Cette passion, d’où ça lui venait ? Pour qu’il en fasse un métier. Sa mère avait le vertige sur un tabouret. Son père, lui, c’était l’eau son élément. Toujours loin devant ou sous la vague. Être là et plus là, cela aurait pu définir le bonhomme. Avant qu’il achète le voilier et là il avait véritablement disparu. Alors non, pas de ses parents qu’il tenait son goût pour ça. Pas plus qu’il n’en avait reçu un pour son anniversaire. Il n’avait pas été initié par son père à le tenir à bout de bras lorsque la mer s’était retirée, sans emporter le vent.

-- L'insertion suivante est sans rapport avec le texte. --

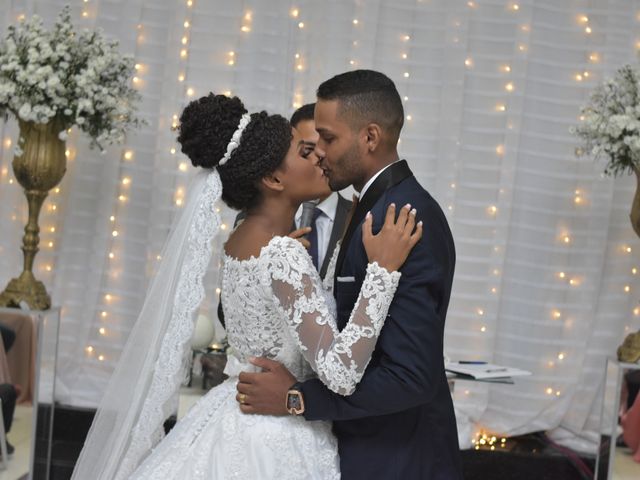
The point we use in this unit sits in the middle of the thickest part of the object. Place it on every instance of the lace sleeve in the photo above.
(339, 358)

Et les fils s’emmêlant et le nez de l’oiseau se plantant d’un coup sec dans le sable dur, le bruit que ça faisait qui devait aller avec la peur que la chute l’ait endommagé, définitivement, et il fallait que le père démêle et tende à nouveau les bras au ciel pour qu’il remonte et vole. Il observait plutôt les autres, ceux qui en avaient reçu. Mais lui, non, il n’en avait jamais eu. Le journaliste venu l’interroger n’avait qu’à passer à une autre question. Le but était surtout de présenter l’expo, tout son travail actuel de photographe, des photos de parachutistes en plein ciel. C’est seulement plus tard en voyant cette photo qu’il avait compris. Ce qu’il voyait de sa chambre d’enfant chez ses grands parents, la villa en face avec son nom et c’était la seule vue qu’il avait. Et l’arrondi du haut de la fenêtre, un demi-cercle parfait, comme illustration du nom : Cerf-volant, à s’imprimer dans sa mémoire. C’était forme de parachute. Est-ce de là que ça lui était venu : prendre des cours de sauts et ensuite tout son travail photographique, photographier les parachutistes ? Est-ce qu’il aurait pu raconter cela au journaliste ? Est-ce que cela lui aurait suffi pour présenter l’expo ? Il aurait même pu lui proposer de lui montrer la photo… Est-ce que cela aurait changé quelque chose ? Allez savoir.
écouter plutôt que lire
Mon intention :
Pour continuer mon travail Le nom qu’on leur a donné… Résidences secondaires d’une station balnéaire de la Manche. Une photo par jour, c’était sur ma page La vie en face ne vous déplaise | Facebook. J’avais volontairement laissé hors champ la villa. Parce que, avais-je écrit, « à regarder seulement la photo du nom de baptême, c’était comme regarder par le trou de la serrure et depuis ne rien voir, inventer, on pouvait ». C'est donc ce que je fais ici : pour chaque nom un bout de leur histoire dévoilé.